La izquierda dominicana, atrapada en su laberinto de contradicciones y su incapacidad de articular un proyecto político unificado, ha quedado relegada al papel de un fósil ideológico. Este panorama no solo refleja su aislamiento frente a la realidad social del país, sino también su evidente incapacidad para proponer una visión aglutinante que trascienda los sectarismos y las luchas intestinas que la caracterizan.
Desde hace décadas, esta corriente política ha demostrado ser una fuente inagotable de demagogia, simulación y falta de escrúpulos. En lugar de constituirse como una fuerza renovadora y transformadora, se ha hundido en el mar de sus contradicciones, atacando visceralmente a regímenes que, paradójicamente, comparten afinidades políticas con sus propios ideales, pero que a su vez reproducen redes de corrupción, violencia y colusión política. Este doble discurso, sostenido por una praxis oportunista, ha minado su credibilidad tanto a nivel local como internacional.
Un ejemplo paradigmático de esta contradicción es el apoyo de la izquierda dominicana a la espuria deriva autoritaria y dictatorial del régimen de Nicolás Maduro en Venezuela. En un acto de entrega política que evidencia su desconexión con los valores democráticos, han respaldado un gobierno señalado por crímenes de lesa humanidad, documentados por organismos internacionales, y responsable de sumir a su país en una crisis humanitaria sin precedentes. Este alineamiento no solo contradice cualquier discurso de defensa de los derechos humanos, sino que desenmascara la falta de escrúpulos y el oportunismo político que define a este sector.
Desde la perspectiva teórica de Ernesto Laclau, quien analiza cómo las demandas populares pueden articularse en torno a un discurso político hegemónico, la izquierda dominicana enfrenta un obstáculo fundamental: su desconexión con las "necesidades primarias" que movilizan a las masas. Incapaz de sintonizar con las urgencias y demandas de los sectores empobrecidos y marginados, ha cedido terreno a fuerzas políticas que, aunque igualmente cuestionables en su ética, logran establecer una relación simbólica más efectiva con el pueblo.
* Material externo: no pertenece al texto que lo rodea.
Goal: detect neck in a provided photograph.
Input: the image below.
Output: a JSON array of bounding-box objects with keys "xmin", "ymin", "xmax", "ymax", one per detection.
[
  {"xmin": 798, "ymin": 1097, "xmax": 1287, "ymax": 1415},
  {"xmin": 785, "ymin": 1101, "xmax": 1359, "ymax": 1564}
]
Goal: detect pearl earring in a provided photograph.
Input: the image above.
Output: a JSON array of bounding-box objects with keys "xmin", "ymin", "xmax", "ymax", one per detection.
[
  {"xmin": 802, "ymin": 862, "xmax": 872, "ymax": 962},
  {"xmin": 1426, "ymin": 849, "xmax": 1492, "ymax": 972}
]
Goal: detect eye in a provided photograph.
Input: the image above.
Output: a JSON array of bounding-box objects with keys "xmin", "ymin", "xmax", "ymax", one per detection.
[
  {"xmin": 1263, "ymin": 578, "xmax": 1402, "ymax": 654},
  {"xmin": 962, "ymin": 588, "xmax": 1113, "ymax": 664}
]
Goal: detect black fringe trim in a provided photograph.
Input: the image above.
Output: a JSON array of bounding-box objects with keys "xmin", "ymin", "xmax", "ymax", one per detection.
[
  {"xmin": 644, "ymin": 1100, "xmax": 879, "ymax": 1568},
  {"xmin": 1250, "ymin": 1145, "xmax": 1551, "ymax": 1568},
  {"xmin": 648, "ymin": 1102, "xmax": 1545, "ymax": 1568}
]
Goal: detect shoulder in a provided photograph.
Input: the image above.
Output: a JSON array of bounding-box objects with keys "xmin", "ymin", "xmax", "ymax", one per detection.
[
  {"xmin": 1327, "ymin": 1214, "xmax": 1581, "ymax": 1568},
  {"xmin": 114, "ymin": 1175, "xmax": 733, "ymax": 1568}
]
Este descalabro no es casual. Al estar unida, directa o indirectamente, a minorías rapaces que anteponen sus intereses personales o grupales al bienestar colectivo, la izquierda ha perdido su capacidad de liderazgo moral y político. En lugar de construir puentes con las mayorías populares, ha quedado atrapada en un discurso vacío, plagado de referencias a una lucha ideológica que poco resuena con la realidad del dominicano promedio.
Al mismo tiempo, el país enfrenta la articulación de una derecha rabiosa inspirada en un movimiento reaccionario que utiliza el odio mediatizado y la descalificación como manifestación de la antipolítica. Este radicalismo, impulsado por voceros que catalizan el racismo, la teocracia, la misoginia y la discriminación, demanda una respuesta urgente y contundente. Frente a este desafío, será necesario construir un torrente amoroso, un movimiento que, por ósmosis, logre unir a todas las células dispersas en la sociedad para crear un sistema de protección inmune contra esta amenaza ideológica. Solo un proyecto basado en los principios de inclusión, respeto y justicia podrá enfrentar este radicalismo y sus agentes de odio.
Para quienes defendemos la prosperidad compartida, el compromiso de robustecer un Estado eficiente que garantice una protección integral del bienestar, y quienes protegemos los derechos de las minorías excluidas, este escenario representa una burda instrumentación politiquera que no puede ser tolerada. Nos queda el desafío de construir una alternativa que no gire en los ejes de los extremos, sino que encuentre su norte en una brújula moral incuestionable, capaz de guiar al país hacia un horizonte de justicia, equidad y progreso sostenible.